Consider the following problem that is known to be non-convex but can be solved as a generalized eigenvalue problem (i.e. has a global optimum solution):
$\underset{w}{\text{maximize}}\quad w^{\top}Qw\\ \underset{w}{\text{minimize}}\quad w^{\top}Pw$
where $P\in\mathcal{R}^{n\times n}$ and $Q\in\mathcal{R}^{n\times n}$ are symmetric, PSD and their elements are NOT necessarily non-negative. Also, $w\in\mathcal{R}^{n}$.

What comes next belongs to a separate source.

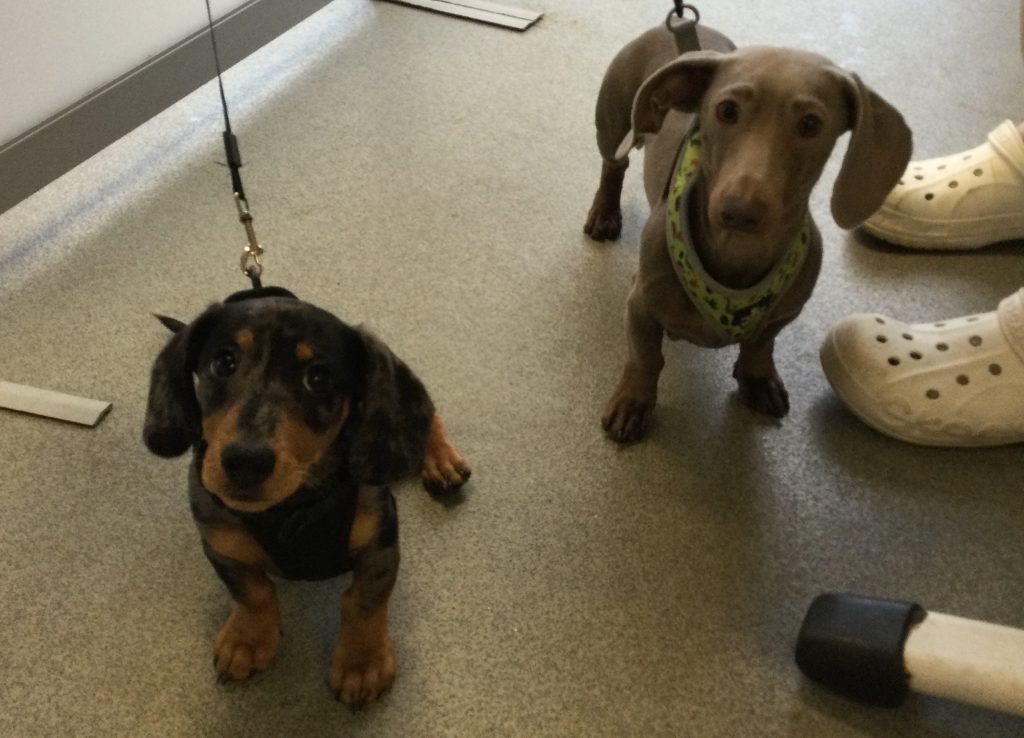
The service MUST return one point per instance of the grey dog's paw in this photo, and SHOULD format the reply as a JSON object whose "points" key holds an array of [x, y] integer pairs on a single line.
{"points": [[765, 394]]}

We need to solve $\underset{w}{\text{maximize}}\:\frac{w^{\top}Qw}{w^{\top}Pw}$. This can be written as $Qw=\lambda Pw$ and if P is full rank we can convert this to a standard eigenvalue problem: $P^{-1}Qw=\lambda w$.

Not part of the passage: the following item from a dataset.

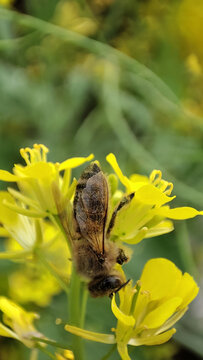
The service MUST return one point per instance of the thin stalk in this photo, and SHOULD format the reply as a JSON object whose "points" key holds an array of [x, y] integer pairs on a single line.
{"points": [[44, 261], [83, 304], [51, 342], [109, 353], [45, 351], [65, 231], [75, 317], [186, 252], [34, 354]]}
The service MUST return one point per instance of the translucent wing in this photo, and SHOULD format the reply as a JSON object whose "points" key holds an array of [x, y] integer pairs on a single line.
{"points": [[91, 206]]}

The problem that I want to solve is similar to above problem except in that the elements of vector $w$ must be non-negative:
$\underset{w}{\text{maximize}}\quad w^{\top}Qw\\ \underset{w}{\text{minimize}}\quad w^{\top}Pw$
$s.t.\qquad w\geq0$
or equivalently $\underset{w}{\text{maximize}}\:\frac{w^{\top}Qw}{w^{\top}Pw}$ s.t. $\: w\geq0$. What kind of method can be used to solve this?